Хлопья снега ложились на траурную вуаль мадам Перикан, когда та гордо плыла вдоль очереди, выстроившейся возле магазина. Мадам Перикан останавливалась только у самых дверей и, словно флагом, помавала льготной карточкой, которую выдавали многодетным матерям.
Под снегом стояли в очереди Жанна и Морис Мишо, подпирая друг друга плечом, похожие на усталых лошадок, которым опять предстоит долгая дорога.
Снег укрыл могилу Шарли Ланжеле на кладбище Пер — Лашез, укрыл кладбище автомобилей возле моста Жьен, укрыл все автомобили, которые разбомбили, сожгли, бросили в июне, те, что отдыхали по обочинам дорог, привалившись к проезжей части или, наоборот, отклонившись в сторону, развороченные, с распахнутыми дверцами, а то и в виде груды оплавленного металла. Побелели и обширные деревенские просторы, снег лежал вот уже несколько дней, крестьяне радовались. «Глазам отрада этот снег», — говорили они. На следующий день снег падал снова, громко каркали в небе вороны. «Снегу-то в этом году», — говорили молодые, вспоминая поля сражений, руины уничтоженных бомбами городов. «Не больше, чем обычно», — отвечали им старики. В деревне жили, как привыкли. Крестьяне ждали. Ждали конца войны, конца блокады, возвращения пленных, конца зимы.

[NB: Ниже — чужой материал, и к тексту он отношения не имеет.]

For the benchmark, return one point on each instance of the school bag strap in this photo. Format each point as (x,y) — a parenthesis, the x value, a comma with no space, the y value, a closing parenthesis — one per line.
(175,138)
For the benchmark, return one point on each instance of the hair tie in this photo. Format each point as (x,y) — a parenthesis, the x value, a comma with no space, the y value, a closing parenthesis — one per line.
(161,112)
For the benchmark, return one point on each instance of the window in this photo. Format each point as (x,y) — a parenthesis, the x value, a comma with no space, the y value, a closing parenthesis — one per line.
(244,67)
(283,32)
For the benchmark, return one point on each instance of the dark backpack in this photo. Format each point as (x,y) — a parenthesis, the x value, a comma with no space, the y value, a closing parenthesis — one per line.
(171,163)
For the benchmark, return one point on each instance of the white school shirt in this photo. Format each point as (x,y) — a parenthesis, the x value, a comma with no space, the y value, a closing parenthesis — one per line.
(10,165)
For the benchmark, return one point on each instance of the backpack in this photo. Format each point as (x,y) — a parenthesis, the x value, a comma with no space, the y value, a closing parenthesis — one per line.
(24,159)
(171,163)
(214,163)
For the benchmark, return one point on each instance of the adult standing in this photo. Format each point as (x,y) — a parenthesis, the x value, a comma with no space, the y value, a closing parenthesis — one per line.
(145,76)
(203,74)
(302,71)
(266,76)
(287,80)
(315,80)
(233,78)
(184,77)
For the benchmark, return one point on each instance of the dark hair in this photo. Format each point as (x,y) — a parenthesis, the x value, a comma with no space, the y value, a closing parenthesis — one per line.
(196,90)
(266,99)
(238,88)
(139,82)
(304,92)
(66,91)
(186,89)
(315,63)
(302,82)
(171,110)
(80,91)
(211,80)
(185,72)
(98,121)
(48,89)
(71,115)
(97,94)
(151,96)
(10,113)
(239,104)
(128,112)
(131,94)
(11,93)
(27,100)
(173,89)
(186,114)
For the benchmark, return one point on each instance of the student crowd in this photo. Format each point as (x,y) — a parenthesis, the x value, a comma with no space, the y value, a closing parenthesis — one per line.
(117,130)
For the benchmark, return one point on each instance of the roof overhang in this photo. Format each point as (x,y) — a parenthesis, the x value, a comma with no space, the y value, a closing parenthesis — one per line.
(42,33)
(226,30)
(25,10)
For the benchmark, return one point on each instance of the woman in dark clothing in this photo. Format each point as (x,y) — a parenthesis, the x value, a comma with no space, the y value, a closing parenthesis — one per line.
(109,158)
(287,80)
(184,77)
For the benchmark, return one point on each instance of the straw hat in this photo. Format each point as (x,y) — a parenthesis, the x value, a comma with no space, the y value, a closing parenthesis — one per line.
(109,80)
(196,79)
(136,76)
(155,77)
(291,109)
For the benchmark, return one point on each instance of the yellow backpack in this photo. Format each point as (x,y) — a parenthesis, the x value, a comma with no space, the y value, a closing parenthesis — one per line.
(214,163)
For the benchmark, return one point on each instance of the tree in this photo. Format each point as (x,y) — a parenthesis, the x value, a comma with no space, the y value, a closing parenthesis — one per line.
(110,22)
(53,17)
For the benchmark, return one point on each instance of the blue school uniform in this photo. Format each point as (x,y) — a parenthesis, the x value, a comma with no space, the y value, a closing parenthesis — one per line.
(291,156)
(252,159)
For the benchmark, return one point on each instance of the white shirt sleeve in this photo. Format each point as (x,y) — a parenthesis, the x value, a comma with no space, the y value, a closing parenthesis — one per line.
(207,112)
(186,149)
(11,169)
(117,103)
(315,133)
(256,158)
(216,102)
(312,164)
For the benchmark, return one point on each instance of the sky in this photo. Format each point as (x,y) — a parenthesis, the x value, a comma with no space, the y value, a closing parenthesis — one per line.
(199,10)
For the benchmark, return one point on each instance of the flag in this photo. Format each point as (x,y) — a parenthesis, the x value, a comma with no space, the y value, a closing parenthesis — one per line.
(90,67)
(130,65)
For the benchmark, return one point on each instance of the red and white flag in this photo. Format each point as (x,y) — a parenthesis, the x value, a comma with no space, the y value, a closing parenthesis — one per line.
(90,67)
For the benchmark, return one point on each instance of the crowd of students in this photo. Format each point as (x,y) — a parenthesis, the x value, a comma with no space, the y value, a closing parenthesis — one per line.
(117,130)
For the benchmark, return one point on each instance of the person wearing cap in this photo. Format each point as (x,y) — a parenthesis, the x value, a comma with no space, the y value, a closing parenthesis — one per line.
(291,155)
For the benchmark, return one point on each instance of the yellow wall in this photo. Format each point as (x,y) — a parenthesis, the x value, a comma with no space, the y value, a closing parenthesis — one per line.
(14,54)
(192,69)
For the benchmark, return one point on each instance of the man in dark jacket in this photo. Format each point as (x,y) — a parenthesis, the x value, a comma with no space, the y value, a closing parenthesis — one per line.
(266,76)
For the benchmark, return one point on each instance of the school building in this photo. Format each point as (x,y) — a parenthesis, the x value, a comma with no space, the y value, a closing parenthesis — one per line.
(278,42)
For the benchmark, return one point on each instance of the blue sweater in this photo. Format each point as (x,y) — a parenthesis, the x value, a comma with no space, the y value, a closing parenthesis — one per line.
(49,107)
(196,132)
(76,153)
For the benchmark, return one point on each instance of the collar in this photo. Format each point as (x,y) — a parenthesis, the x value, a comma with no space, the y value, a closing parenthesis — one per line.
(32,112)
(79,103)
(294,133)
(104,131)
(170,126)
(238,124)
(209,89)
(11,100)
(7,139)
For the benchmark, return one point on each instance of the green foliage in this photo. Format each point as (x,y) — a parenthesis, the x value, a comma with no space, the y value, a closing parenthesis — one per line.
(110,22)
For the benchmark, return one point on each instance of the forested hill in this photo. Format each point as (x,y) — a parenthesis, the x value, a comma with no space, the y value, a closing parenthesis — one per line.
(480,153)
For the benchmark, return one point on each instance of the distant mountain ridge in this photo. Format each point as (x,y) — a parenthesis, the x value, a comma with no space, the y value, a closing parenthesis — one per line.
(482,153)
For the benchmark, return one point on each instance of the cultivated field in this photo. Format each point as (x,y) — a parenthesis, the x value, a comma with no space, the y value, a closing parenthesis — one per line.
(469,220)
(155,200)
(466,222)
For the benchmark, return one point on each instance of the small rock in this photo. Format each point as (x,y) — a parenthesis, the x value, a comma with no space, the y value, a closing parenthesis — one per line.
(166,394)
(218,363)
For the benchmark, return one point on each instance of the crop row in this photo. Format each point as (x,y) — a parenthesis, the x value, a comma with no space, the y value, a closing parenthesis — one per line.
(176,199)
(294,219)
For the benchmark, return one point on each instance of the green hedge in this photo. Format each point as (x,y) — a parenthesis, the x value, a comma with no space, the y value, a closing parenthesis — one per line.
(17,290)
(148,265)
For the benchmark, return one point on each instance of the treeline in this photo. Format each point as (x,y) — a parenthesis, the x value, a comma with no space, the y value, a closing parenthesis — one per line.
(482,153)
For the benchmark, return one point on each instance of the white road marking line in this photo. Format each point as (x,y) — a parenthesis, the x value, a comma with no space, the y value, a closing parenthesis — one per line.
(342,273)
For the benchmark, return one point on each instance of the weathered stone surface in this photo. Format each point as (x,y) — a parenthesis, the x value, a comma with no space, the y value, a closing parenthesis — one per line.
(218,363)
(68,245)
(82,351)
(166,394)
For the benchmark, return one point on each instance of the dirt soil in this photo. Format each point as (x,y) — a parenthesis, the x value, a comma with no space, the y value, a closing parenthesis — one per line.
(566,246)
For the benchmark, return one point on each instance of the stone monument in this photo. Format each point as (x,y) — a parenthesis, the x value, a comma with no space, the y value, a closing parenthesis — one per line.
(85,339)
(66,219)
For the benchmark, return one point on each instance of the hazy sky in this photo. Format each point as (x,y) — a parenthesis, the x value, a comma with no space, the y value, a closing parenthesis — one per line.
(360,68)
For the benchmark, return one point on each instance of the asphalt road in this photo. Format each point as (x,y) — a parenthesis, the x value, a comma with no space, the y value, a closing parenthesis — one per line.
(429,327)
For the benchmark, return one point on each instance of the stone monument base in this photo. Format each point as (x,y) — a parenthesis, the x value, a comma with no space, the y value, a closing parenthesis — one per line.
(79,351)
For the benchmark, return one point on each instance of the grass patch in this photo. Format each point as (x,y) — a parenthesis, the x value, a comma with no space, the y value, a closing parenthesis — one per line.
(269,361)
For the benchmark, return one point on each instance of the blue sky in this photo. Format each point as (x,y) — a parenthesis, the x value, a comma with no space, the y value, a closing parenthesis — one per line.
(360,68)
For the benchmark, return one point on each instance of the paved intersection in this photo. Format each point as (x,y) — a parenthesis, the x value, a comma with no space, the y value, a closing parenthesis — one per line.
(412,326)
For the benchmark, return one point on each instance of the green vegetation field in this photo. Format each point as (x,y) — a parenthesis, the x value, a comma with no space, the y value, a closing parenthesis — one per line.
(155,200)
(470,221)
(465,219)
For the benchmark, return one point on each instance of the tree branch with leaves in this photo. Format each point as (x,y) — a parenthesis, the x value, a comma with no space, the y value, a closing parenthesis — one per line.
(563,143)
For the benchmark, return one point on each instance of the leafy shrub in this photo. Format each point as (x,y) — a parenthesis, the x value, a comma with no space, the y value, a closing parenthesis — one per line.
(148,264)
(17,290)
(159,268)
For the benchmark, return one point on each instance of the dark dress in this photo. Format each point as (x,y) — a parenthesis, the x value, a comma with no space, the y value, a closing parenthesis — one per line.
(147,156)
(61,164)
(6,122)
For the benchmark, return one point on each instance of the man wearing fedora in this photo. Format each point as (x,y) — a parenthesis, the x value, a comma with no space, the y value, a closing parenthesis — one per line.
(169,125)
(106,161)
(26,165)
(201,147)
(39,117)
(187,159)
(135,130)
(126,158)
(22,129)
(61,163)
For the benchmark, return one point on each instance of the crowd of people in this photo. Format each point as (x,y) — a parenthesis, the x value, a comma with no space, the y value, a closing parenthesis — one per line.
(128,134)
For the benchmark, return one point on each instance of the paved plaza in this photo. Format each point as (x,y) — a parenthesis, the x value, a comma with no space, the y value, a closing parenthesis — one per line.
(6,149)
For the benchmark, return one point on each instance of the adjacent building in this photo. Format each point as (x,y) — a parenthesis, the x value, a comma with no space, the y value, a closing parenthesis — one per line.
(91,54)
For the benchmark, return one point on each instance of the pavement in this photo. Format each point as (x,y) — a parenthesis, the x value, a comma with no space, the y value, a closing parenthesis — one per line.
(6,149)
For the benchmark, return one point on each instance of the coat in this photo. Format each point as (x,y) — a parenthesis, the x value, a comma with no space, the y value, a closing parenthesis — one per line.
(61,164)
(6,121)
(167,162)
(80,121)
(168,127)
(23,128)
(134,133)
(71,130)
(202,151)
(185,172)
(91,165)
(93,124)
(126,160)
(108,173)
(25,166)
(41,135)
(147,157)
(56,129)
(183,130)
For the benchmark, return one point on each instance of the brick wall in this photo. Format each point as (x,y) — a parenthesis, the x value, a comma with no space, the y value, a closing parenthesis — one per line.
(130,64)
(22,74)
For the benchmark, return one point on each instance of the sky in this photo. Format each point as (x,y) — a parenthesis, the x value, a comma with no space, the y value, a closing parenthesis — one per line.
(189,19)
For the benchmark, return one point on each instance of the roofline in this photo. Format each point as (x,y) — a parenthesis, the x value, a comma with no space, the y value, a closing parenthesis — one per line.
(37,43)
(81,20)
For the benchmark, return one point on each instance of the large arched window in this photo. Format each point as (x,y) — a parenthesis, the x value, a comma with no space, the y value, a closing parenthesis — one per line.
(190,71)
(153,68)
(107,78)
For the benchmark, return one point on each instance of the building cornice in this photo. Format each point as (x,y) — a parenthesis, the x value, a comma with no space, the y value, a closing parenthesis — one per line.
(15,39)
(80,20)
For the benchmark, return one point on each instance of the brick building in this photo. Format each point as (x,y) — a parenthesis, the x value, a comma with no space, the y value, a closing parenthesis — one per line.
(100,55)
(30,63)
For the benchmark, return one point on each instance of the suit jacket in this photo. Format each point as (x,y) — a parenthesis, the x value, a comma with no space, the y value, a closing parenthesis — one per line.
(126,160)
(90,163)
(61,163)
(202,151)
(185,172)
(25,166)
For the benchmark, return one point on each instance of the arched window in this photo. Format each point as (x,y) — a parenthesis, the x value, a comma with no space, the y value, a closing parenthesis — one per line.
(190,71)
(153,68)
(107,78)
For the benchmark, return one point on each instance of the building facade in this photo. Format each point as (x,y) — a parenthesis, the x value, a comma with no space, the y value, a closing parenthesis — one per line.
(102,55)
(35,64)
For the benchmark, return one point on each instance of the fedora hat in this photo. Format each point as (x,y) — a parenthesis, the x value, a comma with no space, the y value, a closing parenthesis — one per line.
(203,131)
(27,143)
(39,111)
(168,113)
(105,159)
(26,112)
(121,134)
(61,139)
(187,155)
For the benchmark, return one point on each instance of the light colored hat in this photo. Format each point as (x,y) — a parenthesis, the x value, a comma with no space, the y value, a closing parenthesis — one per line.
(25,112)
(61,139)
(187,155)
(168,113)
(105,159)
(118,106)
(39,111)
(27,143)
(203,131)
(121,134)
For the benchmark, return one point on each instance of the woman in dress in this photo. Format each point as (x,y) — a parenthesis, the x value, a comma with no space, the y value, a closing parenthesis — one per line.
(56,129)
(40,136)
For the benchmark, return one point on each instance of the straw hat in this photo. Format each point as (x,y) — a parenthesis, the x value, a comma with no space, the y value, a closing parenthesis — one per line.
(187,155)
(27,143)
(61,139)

«Не приходит в этом году весна», — вздыхали женщины, видя, что миновал февраль, потом начало марта, а теплеть не теплело. Снег растаял, но земля лежала серая, твердая, звонкая, будто железо. Картошка померзла. Сено кончилось, и коровам приходилось искать себе пропитание на пастбище, но из земли не вылезло ни единой былинки. Старики Лабари [5]заперлись в своем домишке, спрятались за толстыми деревянными дверями, которые обычно закрывали только на ночь. Все семейство молча грелось возле печки, женщины вязали для военнопленных. Мадлен и Сесиль шили распашонки и кроили пеленки из старых простыней: Мадлен вышла в сентябре за Бенуа и ждала теперь ребенка. Когда особенно сильный порыв ветра сотрясал дверь, старухи вздыхали: «Ох, беда, беда, Господи!»
На соседней ферме заходился плачем новорожденный, он родился незадолго до Нового года — сынок отца, попавшего в плен. А у матери кроме него уже трое. Мать — высокая худая крестьянка, молчаливая, стыдливая, сдержанная, никогда ни на что не жаловалась. Когда ее спрашивали: «Как же вы, Луиза, со всеми делами управитесь, одна, без мужчины в доме, помочь вам некому, и четверо детей на руках?» — она слабо улыбалась (а глаза глядят холодно, печально) и отвечала: «Уж как-нибудь…» Вечером, уложив детей спать, она приходила к Лабари. Садилась с вязаньем у самой двери, чтобы в ночной тишине услышать голосок, который ее позовет. Когда никто на нее не смотрел, боязливо поднимала глаза и глядела на Мадлен и ее молодого мужа, глядела без зависти, без недоброжелательства, с безмолвной грустью, потом вновь опускала глаза на вязанье, спустя четверть часа поднималась, бралась за свои сабо и вполголоса говорила: «Ничего не поделаешь, пора мне идти. До свиданья и спокойной ночи, сударь, сударыня», — и возвращалась к себе. Март, ночь. Луиза не может заснуть. Так и проходила ночь за ночью в поисках сна в пустой, холодной постели. Она положила бы с собой старшего из детей, но суеверный страх удерживает ее: нельзя занимать место отсутствующего.
5
В оригинале встречается и другой вариант написания фамилии фермеров — «Сабари», в русском переводе на протяжении всего романа оставлен вариант Лабари. (Примеч. перев.)